NZ Blog 8. Rotoroa. 36.49.26S 175.11.70E.
Mon 20 Feb 2017 05:32
19 February. Southwest Bay, Rotoroa is our favourite anchorage to date. After a day and night of heavy rain, the weather cleared to allow for a wonderful morning walk round the southwest end of the island. The anchorage is in a lovely protected bay, the island, once private and a rehabilitation centre for alcoholics, is now accessible to the public. It is a younger version of Tiritiri Matangi, with replanted endemic shrubs and trees and re-introduced Kiwis, Takahe, Brown Teal (Pateke), Weka and Saddlebacks. No parrokeets or Kokako.
One rather cross, wet Weka trying to dry out after all the rain
David taking a 360 from the top of the southern end of Rotoroa. South West bay behind him and Waiheke in the background
Looking south west over the Waiheke channel, with Ponui Island on the left, Waiheke on the right and the mainland in the background
Another headland sculpture, at the southern end of the island, looking at Ruthe passage between Rotoroa and Ponui, mainland in the background
David and Kate at one of the lookout points
The day remained fair for the arrival of Tim and Ginny with Stuart and Susie Carnegie on Okahu Bay and Peter Hill and Linda on Oryx. By the time we had finished supper, it was raining cats and dogs again and Okahu’s crew must have been soaked by the time they got back to the boat.

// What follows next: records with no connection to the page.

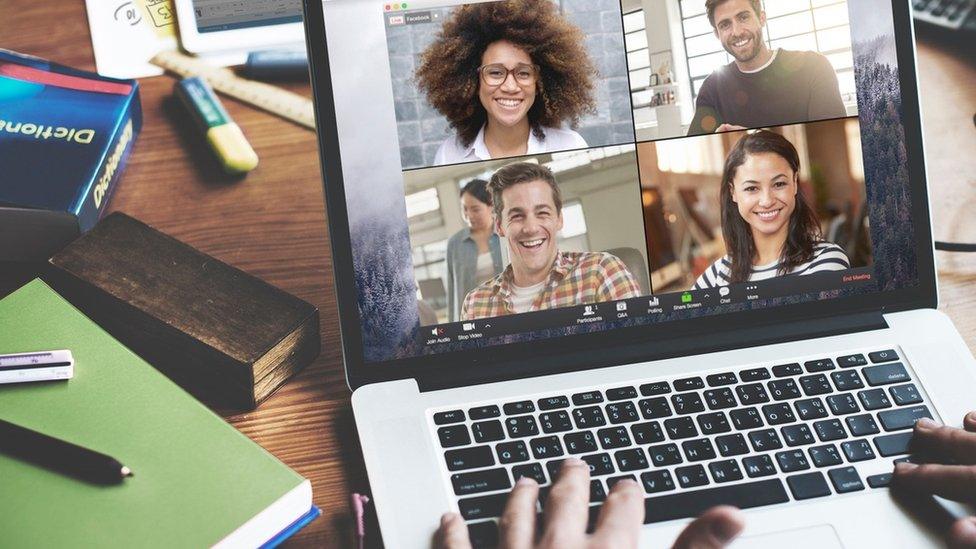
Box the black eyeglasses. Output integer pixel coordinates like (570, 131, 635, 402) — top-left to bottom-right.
(477, 63, 540, 87)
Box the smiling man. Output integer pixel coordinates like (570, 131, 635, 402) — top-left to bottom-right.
(687, 0, 847, 136)
(460, 162, 641, 320)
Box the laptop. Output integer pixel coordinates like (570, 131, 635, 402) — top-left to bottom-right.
(301, 0, 976, 546)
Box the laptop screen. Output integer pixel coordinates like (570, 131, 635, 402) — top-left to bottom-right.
(316, 0, 918, 365)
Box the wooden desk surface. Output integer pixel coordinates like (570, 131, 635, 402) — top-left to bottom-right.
(3, 3, 975, 546)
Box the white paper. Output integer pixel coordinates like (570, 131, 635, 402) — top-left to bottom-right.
(85, 0, 179, 79)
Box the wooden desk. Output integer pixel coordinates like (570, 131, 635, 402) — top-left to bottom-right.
(3, 3, 975, 546)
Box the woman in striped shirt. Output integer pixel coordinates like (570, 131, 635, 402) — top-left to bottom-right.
(694, 130, 850, 289)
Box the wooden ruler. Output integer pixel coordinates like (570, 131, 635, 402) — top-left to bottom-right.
(150, 50, 316, 130)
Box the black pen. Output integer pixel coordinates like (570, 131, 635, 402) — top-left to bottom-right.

Linda arriving with pot luck supper and essential supplies
The mini RCC meet in Alcedo’s cockpit with the “sit-outery” up as it is raining again!
Yesterday, the meet split up with the other two boats returning back to base and Alcedo motoring in very little wind but no rain to Matiatia to put Kate on a ferry to Aukland. After sad goodbyes, Kate boarded the ferry for a hotel in Aukland before joining her tour of the Northlands and South Island, while the Skipper and wife walked to Oneroa to do some stocking up before setting off for the Coromandel Peninsular.

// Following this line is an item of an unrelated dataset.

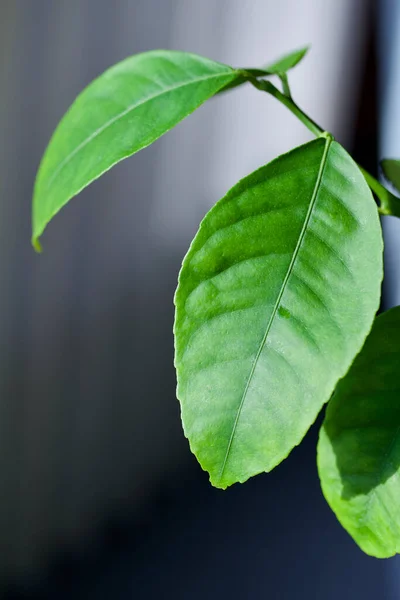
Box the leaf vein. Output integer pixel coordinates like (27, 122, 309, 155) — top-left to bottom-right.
(217, 135, 333, 484)
(45, 71, 234, 192)
(290, 271, 344, 339)
(306, 227, 354, 279)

As we both liked Rotoroa so much, we decided to return and have spent a very happy and beautiful day walking the north part of island, with the Takahe giving us a really great view of the whole family on the way up from the centre. Sorry Kate, you would have loved it, but here is just one of the photographs.
Family Takahe, three of only 300 in the world.